The Last Judgment (San Brizio Chapel)
Resurrection of the Flesh — Signorelli, Orvieto
Luca Signorelli, Public domain, via Wikimedia Commons
Luca Signorelli's Last Judgment frescoes in the San Brizio Chapel of Orvieto Cathedral are among the most extraordinary and most influential fresco cycles in Italy — a programme of seven large compositions depicting the end of the world: the Preaching of the Antichrist, the End of the World, the Resurrection of the Flesh, the Gathering of the Elect, the Damned Consigned to Hell, the Crowning of the Elect in Heaven, and the Angels Guiding the Elect to Heaven. They were commissioned in 1499 (the year before the Jubilee of 1500, a year of intense apocalyptic expectation) and completed in 1504, just before Michelangelo received the Sistine Chapel commission. Michelangelo is documented to have visited Orvieto and studied these frescoes before starting the Sistine Last Judgment.
Luca Signorelli (c.1441-1523) had trained with Piero della Francesca and was the finest anatomist among 15th-century Italian painters before Michelangelo. The San Brizio programme gave him the opportunity to deploy his anatomical mastery at monumental scale in the most dramatic subject available: the resurrection and judgment of all human bodies.
The Resurrection of the Flesh is the key scene: hundreds of male nudes emerge from the earth in various stages of reintegration — bones acquiring flesh, flesh acquiring skin, the dead sitting up, standing, brushing earth from their bodies. The quality of anatomical observation — muscles, tendons, bones correctly understood and depicted — establishes the programme's influence on Michelangelo's approach to the human figure.
The Resurrection of the Flesh panel is the most studied: stand in front of it and count the variety of figure poses — seated, standing, prone, emerging, half-buried, complete, skeleton — all rendered in a coherent space of emerging bodies. Then look at the Damned Consigned to Hell: the damned are tormented by demons of inventive malevolence, the expressions of despair and terror on human faces are among the most specific in pre-Baroque Italian art.

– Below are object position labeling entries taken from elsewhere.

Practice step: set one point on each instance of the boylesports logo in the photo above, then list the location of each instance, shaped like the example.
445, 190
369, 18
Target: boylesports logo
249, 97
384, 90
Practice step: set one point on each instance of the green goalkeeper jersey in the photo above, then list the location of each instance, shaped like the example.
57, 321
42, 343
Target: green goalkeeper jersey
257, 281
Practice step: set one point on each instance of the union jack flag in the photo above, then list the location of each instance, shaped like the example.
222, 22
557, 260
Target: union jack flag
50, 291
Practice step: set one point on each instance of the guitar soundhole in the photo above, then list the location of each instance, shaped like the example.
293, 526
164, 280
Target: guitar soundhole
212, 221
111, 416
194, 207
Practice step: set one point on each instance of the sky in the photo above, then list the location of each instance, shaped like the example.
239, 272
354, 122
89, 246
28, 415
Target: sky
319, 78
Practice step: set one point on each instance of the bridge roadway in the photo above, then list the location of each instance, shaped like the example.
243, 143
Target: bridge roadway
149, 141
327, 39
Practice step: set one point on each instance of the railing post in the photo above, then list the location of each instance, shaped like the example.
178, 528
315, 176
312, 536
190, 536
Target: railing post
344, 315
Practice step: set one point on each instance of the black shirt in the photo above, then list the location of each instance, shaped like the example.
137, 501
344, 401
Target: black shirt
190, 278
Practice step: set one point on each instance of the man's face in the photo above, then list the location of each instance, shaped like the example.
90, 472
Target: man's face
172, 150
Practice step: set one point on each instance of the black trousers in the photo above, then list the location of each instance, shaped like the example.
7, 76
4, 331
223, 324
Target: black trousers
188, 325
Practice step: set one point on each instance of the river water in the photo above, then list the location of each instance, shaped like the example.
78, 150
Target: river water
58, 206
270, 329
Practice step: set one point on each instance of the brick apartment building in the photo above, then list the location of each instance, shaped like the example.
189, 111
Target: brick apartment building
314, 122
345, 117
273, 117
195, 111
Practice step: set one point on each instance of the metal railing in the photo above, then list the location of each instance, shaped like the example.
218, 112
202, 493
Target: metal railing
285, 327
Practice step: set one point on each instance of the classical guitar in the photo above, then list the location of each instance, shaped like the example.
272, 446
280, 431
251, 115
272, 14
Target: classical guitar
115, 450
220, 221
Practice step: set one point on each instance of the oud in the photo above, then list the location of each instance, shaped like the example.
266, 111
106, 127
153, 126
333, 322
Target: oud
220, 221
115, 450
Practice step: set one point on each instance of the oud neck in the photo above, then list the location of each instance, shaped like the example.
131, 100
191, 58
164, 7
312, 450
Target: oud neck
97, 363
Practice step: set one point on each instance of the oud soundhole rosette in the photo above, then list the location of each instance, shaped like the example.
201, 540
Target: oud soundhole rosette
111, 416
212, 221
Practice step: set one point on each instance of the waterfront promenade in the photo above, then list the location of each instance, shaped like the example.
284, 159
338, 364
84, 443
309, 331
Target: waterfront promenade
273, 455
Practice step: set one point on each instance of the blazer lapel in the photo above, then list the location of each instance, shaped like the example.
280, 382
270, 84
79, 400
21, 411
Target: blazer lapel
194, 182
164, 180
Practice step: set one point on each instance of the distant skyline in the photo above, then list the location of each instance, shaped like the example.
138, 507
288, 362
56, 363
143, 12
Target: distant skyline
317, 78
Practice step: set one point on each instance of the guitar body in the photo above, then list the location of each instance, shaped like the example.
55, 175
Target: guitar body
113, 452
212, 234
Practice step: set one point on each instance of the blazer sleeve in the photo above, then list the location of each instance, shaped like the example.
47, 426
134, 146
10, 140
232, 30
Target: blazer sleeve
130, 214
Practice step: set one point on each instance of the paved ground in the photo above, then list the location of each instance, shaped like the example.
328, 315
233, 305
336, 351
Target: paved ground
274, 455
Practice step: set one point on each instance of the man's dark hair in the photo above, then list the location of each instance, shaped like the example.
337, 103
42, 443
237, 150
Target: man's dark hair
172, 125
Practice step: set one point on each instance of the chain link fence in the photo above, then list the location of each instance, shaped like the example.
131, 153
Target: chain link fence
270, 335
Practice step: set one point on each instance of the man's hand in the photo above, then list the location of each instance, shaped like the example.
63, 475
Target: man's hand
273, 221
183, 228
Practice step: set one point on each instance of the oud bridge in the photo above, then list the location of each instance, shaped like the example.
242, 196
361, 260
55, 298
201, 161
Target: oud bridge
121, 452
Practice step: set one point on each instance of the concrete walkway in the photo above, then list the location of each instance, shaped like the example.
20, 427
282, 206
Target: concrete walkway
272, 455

Signorelli included his own self-portrait among the standing figures in the lower border, looking directly at the viewer. In the Antichrist scene, he also included portraits of himself and Fra Angelico (who had painted the vault of the chapel in 1447) watching the scene from the side.
When standing before this work, look carefully: Resurrection of the Flesh — Signorelli, Orvieto. Give it time — what seems decorative often carries the central meaning.
When standing before this work, look carefully: The Damned Consigned to Hell. Give it time — what seems decorative often carries the central meaning.
When standing before this work, look carefully: The San Brizio Chapel — the complete programme. Give it time — what seems decorative often carries the central meaning.
When standing before this work, look carefully: Preaching of the Antichrist — with Signorelli's self-portrait. Give it time — what seems decorative often carries the central meaning.
Orvieto Cathedral (Duomo di Orvieto), Piazza del Duomo, Orvieto. The San Brizio Chapel is the second chapel to the right of the apse.
A separate admission ticket is required for the chapel. The cathedral facade is also one of the masterpieces of Italian Gothic architecture.